ルーカスに似た面差しのその子が、母親を真似てぺこりと頭を下げる様子に、マーガレットの胸がふと締めつけられた。
「そう……あなたの大切な子ね、ルーカス」
言葉を紡ぐうちに、胸の奥に封じ込めていた記憶が、音もなく浮かび上がってくる。
月に一度の慈善活動として訪れていたあの孤児院で、ある日の帰り際。
何気なく振り返ったその瞬間、彼女は決定的なものを目にしてしまったのだ。
ルーカスが、アリシアと並んで笑っていた。
子どもたちに囲まれ、肩を寄せ、楽しげに語らう二人。彼女には見せたことのない、くつろいだ横顔。アリシアに向けられた、まっすぐでやさしい眼差し。
あのとき、胸の奥がきしむように痛んだ。
なぜ、彼の隣にいるのが私ではないのか。どうして、あの娘が彼の笑顔を独り占めしているのか。
悔しかった。
惨めだった。
侯爵令嬢として誇り高く育った自分が、どうしようもなく――アリシアを羨ましかった。
高貴な生まれも、家の威光も、彼の心を手にする理由にはならなかった。

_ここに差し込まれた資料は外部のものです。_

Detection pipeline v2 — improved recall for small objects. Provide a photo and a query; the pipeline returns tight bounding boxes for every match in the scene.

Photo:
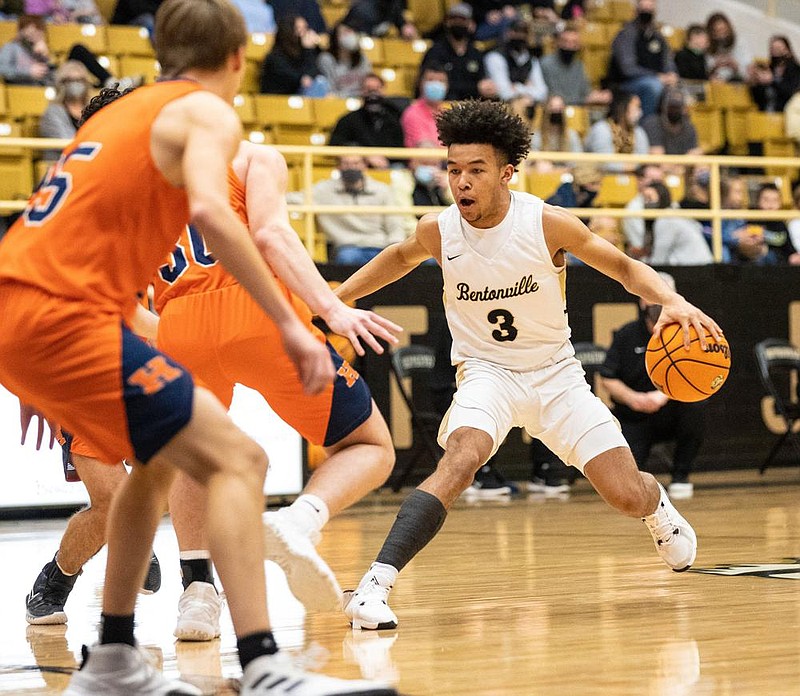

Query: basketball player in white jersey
[337,101,722,629]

それが、痛いほどわかったからこそ。
けれど、今は。
マーガレットはアリシアの背にそっと視線を送る。
彼女は穏やかな表情で、子どもの小さな肩に手を添えていた。
かつて自分が見上げていた彼女の姿が、今も、そこにあった。
「よかったわね、ルーカス……あなたの命は、ちゃんと生きている」
声に出したその言葉は、思っていたよりも静かで、やさしかった。
彼女もまた、ようやく気づいたのだ。
失ったものを嘆くばかりではなく、自分の歩幅で、生きていく時が来たのだと。
ルーカスは、もういない。
けれど、彼と過ごした日々は、確かに自分をかたちづくっている。
「私も、私の道を歩いていくわ。
あなたが遺したような、まっすぐで、やさしい光の中を」
その道が、いつか新しい誰かの隣へとつながっていてもいい。
愛を知った自分だからこそ、誰かを大切にできる気がする。
そんな未来を、少しずつ――信じてみたい。
胸に手を当て、マーガレットはそっと目を閉じた。
もう、涙はこぼれなかった。
丘の上では、アリシアと子どもが並んで歩いている。
互いの手を離さず、一歩ずつ、新しい季節の光の中を進んでいく。
彼女の未来は、彼と共に歩んだ過去を抱きながら、やさしく、強く、前を向いている。
そして、マーガレットの未来もまた――
失ったものだけではない、これから得られるかもしれない幸福へと、静かに扉を開きはじめていた。
物語は、ここで終わる。
――けれど、彼女たちの歩みは続いていく。
変わりゆく季節のなかで、
手のひらにそっと芽吹いた、あたらしい明日とともに。